Nachdem sich die Carry-Trade-Problematik am Markt herumgesprochen hatte, haben wohl einige Investoren in den Crash hinein gekauft und die Kurse wieder nach oben getrieben. Schließlich waren die Kursverluste damit nicht fundamental gerechtfertigt gewesen. Vom Tisch ist die Sache damit aber noch nicht. Es ist unklar, wie viele Carry Trades derzeit noch offen sind und wie viele in den kommenden Tagen noch abgewickelt werden.  

Längerfristig dürfte aber ohnehin eher der zweite Auslöser für den Montagscrash eine Rolle spielen, die sogenannte Sahm-Regel. Diese besagt, dass die USA, bei einem Anstieg der Arbeitslosenquote binnen eines Jahres um mehr als 0,5 Prozentpunkte, in eine Rezession rutschen. Die Regel geht auf die Ökonomien Claudia Sahm zurück, die diese auf Basis historischer Muster aufgestellt hat.

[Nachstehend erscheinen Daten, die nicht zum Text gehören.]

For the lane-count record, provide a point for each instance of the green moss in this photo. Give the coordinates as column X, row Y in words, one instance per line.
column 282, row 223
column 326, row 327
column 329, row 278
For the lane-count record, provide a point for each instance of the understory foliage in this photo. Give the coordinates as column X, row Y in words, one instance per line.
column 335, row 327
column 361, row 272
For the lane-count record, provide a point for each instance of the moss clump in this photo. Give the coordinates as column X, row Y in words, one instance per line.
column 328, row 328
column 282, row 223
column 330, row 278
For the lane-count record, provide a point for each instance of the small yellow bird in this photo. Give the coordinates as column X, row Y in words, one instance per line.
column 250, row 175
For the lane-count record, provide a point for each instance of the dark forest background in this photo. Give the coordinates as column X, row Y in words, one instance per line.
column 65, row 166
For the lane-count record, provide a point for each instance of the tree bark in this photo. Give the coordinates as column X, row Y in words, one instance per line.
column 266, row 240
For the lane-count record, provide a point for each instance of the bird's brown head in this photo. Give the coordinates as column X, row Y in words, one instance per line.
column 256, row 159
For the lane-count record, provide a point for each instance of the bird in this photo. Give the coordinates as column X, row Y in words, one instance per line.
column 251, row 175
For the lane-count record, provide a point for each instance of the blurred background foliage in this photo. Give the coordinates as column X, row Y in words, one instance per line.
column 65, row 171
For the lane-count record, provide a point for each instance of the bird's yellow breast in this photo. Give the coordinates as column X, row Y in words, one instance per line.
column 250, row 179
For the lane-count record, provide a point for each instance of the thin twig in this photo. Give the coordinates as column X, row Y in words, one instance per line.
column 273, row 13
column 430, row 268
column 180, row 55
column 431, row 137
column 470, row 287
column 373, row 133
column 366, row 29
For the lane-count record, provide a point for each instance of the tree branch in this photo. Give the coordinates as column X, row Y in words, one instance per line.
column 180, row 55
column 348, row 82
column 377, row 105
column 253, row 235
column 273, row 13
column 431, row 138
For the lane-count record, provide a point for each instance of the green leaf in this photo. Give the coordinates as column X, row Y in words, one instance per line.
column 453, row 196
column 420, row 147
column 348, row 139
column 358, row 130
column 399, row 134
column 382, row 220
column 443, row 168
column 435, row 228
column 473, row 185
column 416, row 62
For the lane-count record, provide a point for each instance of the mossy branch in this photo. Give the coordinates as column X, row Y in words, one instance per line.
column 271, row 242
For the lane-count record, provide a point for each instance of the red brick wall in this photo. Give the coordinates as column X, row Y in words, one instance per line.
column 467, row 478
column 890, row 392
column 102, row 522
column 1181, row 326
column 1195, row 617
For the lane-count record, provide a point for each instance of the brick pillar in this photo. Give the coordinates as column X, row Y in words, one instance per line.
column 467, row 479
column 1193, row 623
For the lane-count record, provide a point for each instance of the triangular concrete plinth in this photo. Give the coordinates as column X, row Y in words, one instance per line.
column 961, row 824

Danach stünde eine Rezession nun kurz bevor. Die Arbeitslosenquote in den USA stieg im Juli auf 4,3 Prozent. Im Juli 2023 hatte sie bei 3,5 Prozent gelegen. Eine Schrumpfung der Wirtschaftsleistung war bis zuletzt in den Aktienkursen jedoch nicht eingepreist. Investoren setzten auf moderates Wachstum, inklusive sinkenden Inflationsraten und Leitzinsen. Nun ist auf einmal die Angst vor einer Rezession zurück. Die jüngste Ergebnissaison trägt da nicht gerade zur Entspannung bei. Besonders im Technologiebereich blieben viele Unternehmen hinter den Markterwartungen zurück.

Die Auflösung der Carry-Trades und die Sahm-Regel als Damoklesschwert über der US-Wirtschaft gesellen sich zu den bekannten Risiken rundum den Konflikt zwischen Israel und Iran, der bei einer Eskalation die Ölpreise steigen lassen dürfte, sowie den um faire Handelsbeziehungen zwischen China und dem Westen, der das globale Wachstum lähmt. Am Montag ist das krisengefüllte Fass, das vor allem in den USA auf hohe Aktienbewertungen trifft, kurzzeitig übergelaufen. Für Anleger ist das allemal eine Warnung, dass es in den kommenden Wochen an den Weltbörsen mindesten volatiler werden könnte, als bislang.